SnowCap Compute is an AI startup that works on next-generation computing chips built with superconductors, raising $23 million in funding and earning a high-profile addition to the board: former Intel CEO Pat Gelsinger. Cambium Capital and Vsquared Ventures also participated in the funding round.
The California-based startup is building AI chips that run on superconducting technology. It could make them far more energy efficient than today’s chips if they can make it work on a large scale.
Snowcap goal? Building computers that can surpass top-class AI systems while using only a small portion of electricity. That’s a big claim, but it’s rooted in real physics. Superconductors are nothing new. Scientists have been studying them for decades, and making practical chips from them has always hit a wall. And that usually means a cooling system that is hungered for a lot of power.
However, the AI boom changed the equation. Chatbots and large language models are pushing chip makers to limits, and energy demand is beginning to surpass what the power grid can offer. When efficiency is more important than ever, revisiting superconductor technology suddenly makes more sense.
Nvidia’s upcoming “Rubin Ultra” AI Server is expected to draw around 600 kilowatts of electricity, expected to be in 2027. If you drive in just an hour with full tilt, two-thirds of electricity will burn out the average US household in a month, Reuters reported.
Such mathematics opens the door to alternatives, especially when performance is improved, when it outweighs the cost of keeping the chip extremely low and cool. Snowcap CEO Michael Lafferty says he’s on track to do just that. He claims the company’s chips offer 25 times better performance than today’s best processors, even after factoring them out with cooling overhead.
“The power (efficiency) is great, but the performance sells,” Rafferty said. “So we push up our performance levels and at the same time we’re reducing our power.”
Lafferty is nothing new for futuristic hardware. Before SnowCap, he led Advanced Chip R&D at Cadence Design Systems. The founding team also includes Anna Herr and Quentin Herr, who previously worked on the superconducting chips of IMED and defense contractor Northrop Grumman, as well as former chip executives from Nvidia and Google.
The chip itself does not require exotic manufacturing. They can be produced in standard factories. However, the materials are a different story. To build these chips, Snowcap uses the Niobium Titanium Titanium nitride. This is a special metal that relies heavily on Brazilian and Canadian suppliers.

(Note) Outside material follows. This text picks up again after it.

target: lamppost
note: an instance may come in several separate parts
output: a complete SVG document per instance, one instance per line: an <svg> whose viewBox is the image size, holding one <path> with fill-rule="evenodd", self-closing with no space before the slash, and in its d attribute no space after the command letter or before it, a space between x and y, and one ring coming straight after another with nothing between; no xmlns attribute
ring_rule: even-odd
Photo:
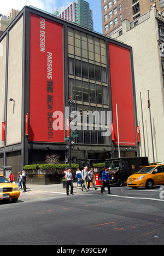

The basic version of the SnowCap chip is expected by the end of 2026. The full system will appear later.
Gelsinger, who led investments through Playground Global and currently on Snowcap’s board of directors, said the industry has reached a turning point. AI is chewing on electricity, and electricity is quickly becoming a bottleneck in data centers.
“Many data centers today are limited by power availability,” he said.
SnowCap is still early, but the 2025 bet feels very 2025. A smarter chip, less power, and shots that overtake the Giants.
🚀Want to share the story?
Submit your stories to TechStartUps.com in front of thousands of founders, investors, PE companies, tech executives, decision makers and tech leaders.